No.
The Feynman-Wheeler interpretation of antiparticles as particles going backwards in time is a heuristic description of how antiparticles propagate. It is not possible, in actuality, to disentangle the interactions of electrons and positrons entirely, in much that same way that it is not possible to distinguish the effects of one electron from another; electrons are identical, and both the electrons and positrons are manifestations of the same underlying quantum field. (Schwinger, who was one of the people, along with Feynman, who independently worked out quantum electrodynamics, was very critical of people taking the particle and antiparticle lines in Feynman diagrams to literally and interpreting them as actual trajectories, when they were actually shorthand for manifestations of a single local field.)

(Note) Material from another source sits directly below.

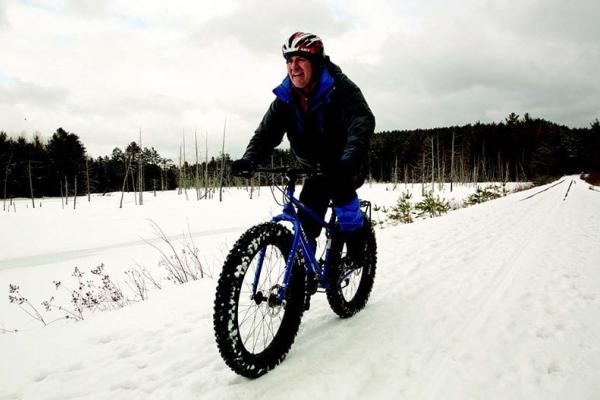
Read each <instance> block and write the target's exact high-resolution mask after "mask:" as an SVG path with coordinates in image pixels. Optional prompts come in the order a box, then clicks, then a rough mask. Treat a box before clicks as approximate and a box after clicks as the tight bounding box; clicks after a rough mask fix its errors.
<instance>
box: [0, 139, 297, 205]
mask: <svg viewBox="0 0 600 400" xmlns="http://www.w3.org/2000/svg"><path fill="white" fill-rule="evenodd" d="M140 142H141V139H140ZM184 146H185V145H184ZM184 146H183V147H181V148H180V155H179V159H178V160H176V161H174V160H172V159H169V158H165V157H163V156H161V155H160V154H159V152H158V151H157V150H156V149H155V148H153V147H150V148H147V147H143V148H142V147H140V145H139V144H138V143H136V142H135V141H134V142H131V143H129V144H128V145H127V146H126V147H125V148H123V149H122V148H119V147H115V148H114V149H113V151H112V153H111V154H110V155H106V156H101V157H97V158H93V157H89V156H88V155H87V152H86V149H85V146H84V145H83V143H81V140H80V138H79V136H77V135H76V134H75V133H70V132H67V131H66V130H64V129H63V128H58V129H57V130H56V132H54V133H53V134H52V137H51V138H50V139H49V140H48V141H47V142H44V141H43V140H42V139H41V138H40V136H39V135H36V136H34V137H33V139H32V140H28V139H26V138H25V137H23V136H20V137H18V138H16V139H13V138H11V137H9V136H8V135H7V133H6V132H2V131H0V173H1V178H2V180H1V184H2V186H1V190H2V195H3V199H11V198H15V197H30V198H32V199H33V198H40V197H44V196H61V197H68V196H74V195H77V194H79V195H83V194H86V193H88V194H89V193H102V194H105V193H108V192H120V191H122V192H134V191H135V192H139V193H140V194H141V193H142V192H144V191H157V190H173V189H178V190H179V191H180V192H181V193H183V192H185V195H186V196H188V191H189V190H195V193H196V194H195V196H196V197H197V198H198V199H200V198H204V197H212V196H213V195H215V193H216V192H217V191H218V190H219V189H220V188H222V187H224V186H232V185H236V184H245V183H246V182H242V180H241V179H240V178H234V177H233V176H231V173H230V171H231V162H232V159H231V157H230V155H229V154H226V153H223V152H221V153H220V154H219V155H218V156H217V157H214V156H211V157H210V158H209V157H208V152H207V150H206V149H202V150H203V151H199V149H198V143H197V141H196V146H195V151H193V153H194V154H195V157H192V158H193V160H188V159H186V151H185V147H184ZM200 153H202V154H200ZM291 159H292V157H291V155H290V153H289V151H286V150H276V151H275V153H274V154H273V157H272V162H273V163H274V164H276V165H283V164H289V162H291ZM265 183H266V180H265V177H262V178H260V177H258V178H256V179H254V182H253V184H255V185H257V184H265ZM139 201H140V202H142V201H143V197H142V196H141V195H140V196H139ZM34 207H35V204H34Z"/></svg>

One upshot of this is that, if you try to measure particles going backwards in time—that is, by arranging the state of a virtual positron today and seeing if it could transmit backwards the information you observed yesterday—is never possible. There is always interference between the electrons moving forward in time and positrons moving backwards in time. The upshot is that if you construct a physically observable quantity, it always depends on the combination of electron and positron behavior in such a way that the influence of any preparations you make today are limited to your own future light cone. That is, the preparations you make cannot affect what happens in your own past, nor can information about them in the future propagate faster than the speed of light (since that would indicate backwards-in-time signaling in some other potential observers' rest frames).